Dorlan Pabón unsurprisingly requires the highest number of shots per goal for players that feature on the graph. The Colombian has long wasted good possession by attempting too many shots from range. Gustavo Bou, Eduardo Vargas, and André-Pierre Gignac also have poor shots per goal rates. Perhaps this lack of efficiency from Vargas and Gignac has hurt Tigres this season.

Two goal poachers sit at the top of the graph. Fernando Uribe and Felipe Mora have both missed plenty of big chances this campaign, but still have good shots per goal rates, likely due to the fact that most of their shots come from close range.

 

 

Finally, we take penalties out of the equation and look at shots per goal minus penalty shots and goals. As would be expected, this reduces the shooting efficiency of the majority of players on the graph, with just five of the 23 without a penalty goal across 2017/18. In fact, only Eduardo Vargas and Fernando Uribe didn’t attempt a single penalty across the Apertura and Clausura.

The distribution is similar, but Pabón is left as an even greater outlier. The Monterrey attacker attempted 110 shots that weren’t penalties, scoring eight of them. Comparing this rate to Mateus Uribe is extraordinary. Pabón’s countryman scored 11 times from 38 non-penalty shots, giving Uribe a fantastic rate of one goal per 3.45 non-penalty shots. Only Rogelio Funes Mori betters this.

Two more players stand out from this distribution, Gignac and Gustavo Bou. This may come as a surprise to many, with both considered amongst the best forwards in Liga MX. However, Gignac and Bou are direct with their approach and are perhaps attempting too many ambitious shots on goal. Their shots per goal rates don’t compare well to other top finishers in Mexico.

 

What have we learnt?

Amongst the top scorers in Liga MX, there’s generally a trade off between scoring from inside or outside the box, and scoring left or right footed goals. However, number of headers scored doesn’t tend to impact right/left footed goals.

Felipe Mora is the ultimate small poacher in Liga MX. All of his goals come from inside the box, and only was headed in. Plus he averages a miserly 19 possessions per 90 minutes, one of the lowest rates in the division. Enner Valencia is another player to score all of his goals inside the box, and actually didn’t score a single header. Compare the Ecuadorian’s big chances missed figure (6), to other players who only scored from inside the box; Boselli (15), Mora (18) and Fernando Uribe (22), and Valencia really stands out.

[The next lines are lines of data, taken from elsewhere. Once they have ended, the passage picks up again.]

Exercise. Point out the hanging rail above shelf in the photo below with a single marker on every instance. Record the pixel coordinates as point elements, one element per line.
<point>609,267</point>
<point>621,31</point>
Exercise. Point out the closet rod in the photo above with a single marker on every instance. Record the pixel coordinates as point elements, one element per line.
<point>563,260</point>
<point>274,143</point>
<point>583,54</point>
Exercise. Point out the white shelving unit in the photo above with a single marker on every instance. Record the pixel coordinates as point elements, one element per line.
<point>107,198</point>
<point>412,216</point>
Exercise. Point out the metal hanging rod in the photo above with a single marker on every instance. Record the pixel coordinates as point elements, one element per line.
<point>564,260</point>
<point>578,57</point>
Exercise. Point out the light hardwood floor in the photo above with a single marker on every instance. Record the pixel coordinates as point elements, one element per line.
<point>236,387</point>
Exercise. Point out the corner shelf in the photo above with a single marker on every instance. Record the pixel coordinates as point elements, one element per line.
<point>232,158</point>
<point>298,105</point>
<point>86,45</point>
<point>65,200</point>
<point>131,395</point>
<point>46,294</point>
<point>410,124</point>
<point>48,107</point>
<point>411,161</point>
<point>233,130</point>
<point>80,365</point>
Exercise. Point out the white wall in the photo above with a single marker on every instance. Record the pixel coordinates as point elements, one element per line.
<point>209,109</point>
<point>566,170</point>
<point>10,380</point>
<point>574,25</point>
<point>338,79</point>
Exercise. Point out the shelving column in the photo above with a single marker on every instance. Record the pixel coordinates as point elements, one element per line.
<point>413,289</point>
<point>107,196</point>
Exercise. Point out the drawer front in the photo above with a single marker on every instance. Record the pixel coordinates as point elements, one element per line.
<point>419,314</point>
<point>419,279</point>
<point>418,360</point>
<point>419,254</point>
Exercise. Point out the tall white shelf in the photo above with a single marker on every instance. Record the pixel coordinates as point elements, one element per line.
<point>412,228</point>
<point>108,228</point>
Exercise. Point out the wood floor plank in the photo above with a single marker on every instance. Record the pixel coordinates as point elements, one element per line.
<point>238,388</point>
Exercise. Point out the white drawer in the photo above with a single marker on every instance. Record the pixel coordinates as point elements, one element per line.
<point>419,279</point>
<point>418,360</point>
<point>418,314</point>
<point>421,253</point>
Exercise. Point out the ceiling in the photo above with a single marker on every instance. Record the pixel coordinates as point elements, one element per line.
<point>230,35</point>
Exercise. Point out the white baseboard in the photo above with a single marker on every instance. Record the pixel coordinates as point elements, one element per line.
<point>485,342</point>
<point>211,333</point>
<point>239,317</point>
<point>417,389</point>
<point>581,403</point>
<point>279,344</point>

Other players that impress include; Mateus Uribe, the most defensive player to have scored double figures this campaign, and at an incredible rate, and Funes Mori, who has the best rate of shots per goal minus penalties as well an excellent balance between headed (3), left-footed (6) and right-footed (8) goals.

Pabón sits at the other end of the shots per goal spectrum. The Colombian’s wasteful shooting continues to hurt his performances. Gignac and Bou also have poor shots per goal ratios, whilst it could be argued that Fernando Uribe misses too many big chances, despite the Toluca striker maintaining a strong shot efficiency.

Finally, Lucas Cavallini deserves a mention. Little was known about the Canada international when he joined Puebla from Penarol, but he’s proven to be a highly shrewd addition. Cavallini scored 13 goals for Puebla; five with his head, five with his left foot, and three with his right. All at a rate of one goal for every 4.33 non-penalty shots. Very impressive.